My loves, the last we spoke I was about to take the train out of Avignon into Paris. I was excited for this spell of train travel to be with my companions Dan and Jane. I truly enjoy traveling alone, but there is nothing quite like the fun of exchanging glances and dissolving into laughter from unspoken jokes.
When we arrived in Paris, the train station was overwhelming because there were so many people and part of me is still a tiny bashful child and my initial reaction was to shrink back. However, I had my very well-traveled companions with me and I absorbed all of the knowledge that I could for my future adventures.
We took the metro to Gare du Nord in Montmartre where we would be in staying in the cutest Parisian apartment. Our apartment was on the top floor above a yarn shop and next to the Sacré-Cœur, which we had a beautiful view of from our bathroom window.
Montmartre
There are a couple of things to know about this beautiful neighborhood in the 18th arrondissement of Paris. First, in my mind it is famous for being a large part of the French film Amélie. Second, it is where many artists of the late 19th Century and early 20th Century came to chill and work, but mostly chill. You may know them: Amedeo Modigliani, Claude Monet, Pierre-Auguste Renoir, Edgar Degas, Henri de Toulouse-Lautrec, Suzanne Valadon, Piet Mondrian, Pablo Picasso, Camille Pissarro, and Vincent van Gogh.
Jane definitely schooled me on the artist knowledge. Jane is an amazing artist in her own right, you can see more of her work on her website and on Instagram. She’s also a fabulous person and friend.
We didn’t have much time that first evening in Paris, but we got to work straight away on my list of cliché American things to see. Hopping on the metro we zipped over to the Arc de Triomphe, then to the Eiffel Tower and we hoofed it around a bit until we settled on a delightfully touristy restaurant for dinner.
Side note: When I travel, I like to experience as many slices of life as possible. For the most part I am not a touristy person. However, as a student I read about these places in history class and in literature and I can’t stand the idea of not glimpsing them at least once. Even if it means being there with the unwashed masses of tourists who are wearing running shoes and buying tchotchkes. I’m not trying to be offensive or a snob (I may be both those things), but that is not usually my travel style.
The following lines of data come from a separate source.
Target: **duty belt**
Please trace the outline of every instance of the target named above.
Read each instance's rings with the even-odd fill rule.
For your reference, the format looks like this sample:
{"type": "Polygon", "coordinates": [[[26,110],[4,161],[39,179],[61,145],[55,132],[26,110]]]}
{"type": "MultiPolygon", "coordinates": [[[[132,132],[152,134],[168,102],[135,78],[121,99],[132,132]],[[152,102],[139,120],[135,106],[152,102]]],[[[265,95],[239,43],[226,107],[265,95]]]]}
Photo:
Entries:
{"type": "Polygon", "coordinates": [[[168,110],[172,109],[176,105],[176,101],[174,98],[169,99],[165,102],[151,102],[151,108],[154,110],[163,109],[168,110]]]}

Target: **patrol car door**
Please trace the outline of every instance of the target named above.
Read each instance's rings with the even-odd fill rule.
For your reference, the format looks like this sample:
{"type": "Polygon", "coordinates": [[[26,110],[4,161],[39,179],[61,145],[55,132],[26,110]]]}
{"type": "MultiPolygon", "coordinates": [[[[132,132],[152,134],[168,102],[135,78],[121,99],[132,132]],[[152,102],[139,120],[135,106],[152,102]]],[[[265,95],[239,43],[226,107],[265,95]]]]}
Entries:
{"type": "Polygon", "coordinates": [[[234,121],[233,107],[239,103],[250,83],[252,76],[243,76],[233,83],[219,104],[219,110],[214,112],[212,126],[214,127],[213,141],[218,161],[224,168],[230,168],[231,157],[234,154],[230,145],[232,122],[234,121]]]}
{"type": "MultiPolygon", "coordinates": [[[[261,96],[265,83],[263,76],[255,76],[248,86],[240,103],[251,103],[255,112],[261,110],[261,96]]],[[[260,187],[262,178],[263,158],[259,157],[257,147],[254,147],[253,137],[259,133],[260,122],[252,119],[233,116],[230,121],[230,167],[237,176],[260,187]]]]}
The next day, Dan and Jane humored me with my Cliche Tourist Hit Parade as we set out for Père Lachaise Cemetery. Yes, to see Jim Morrison’s faux grave. I know his grave was moved years ago due to excessive visitors with a penchant for vandalism, but the social anthropologist in me HAD to see this relic. We saw it and it was great (?) I suppose you could say. I wouldn’t have skipped seeing it, but the true fun came along a little later.
As luck would have it, we came upon delightful French graveyard ghost who was more than willing to show everyone around. I knew that he was working for tips as he ushered people off to Oscar Wilde’s resting place. But I couldn’t resist following him around as he shouted at me with the exuberance of all the ghosts of that beautiful graveyard.
We attempted to see Notre Dame but it was an absolute mob scene as it was the day before Easter. There was mass being held in the courtyard and a line to get into the church about a million miles long.
No matter, we still stopped into Shakespeare’s books, ate some crepes, saw all the judges on strike during their lunch hour and wandered through the flower market before heading back to explore Montmartre.
We had coffee at the cafe that Amélie worked at and Dan and I got the stink eye for sampling too many free chocolates in the chocolate shop. I mean, we purchased a substantial amount of chocolate, didn’t that entitle us to as many samples as we pleased? Apparently not, because the shopkeeper put them away until we left the store.
We had a little quiet dinner in our perfect Parisian apartment and I got ready to leave in the morning.
Dan and Jane walked me to the metro station bright and early and I set about making my way back home to San Diego!
Mon Dieu! Finally, I have finished writing about France. At least I got it all done before a year had passed me by.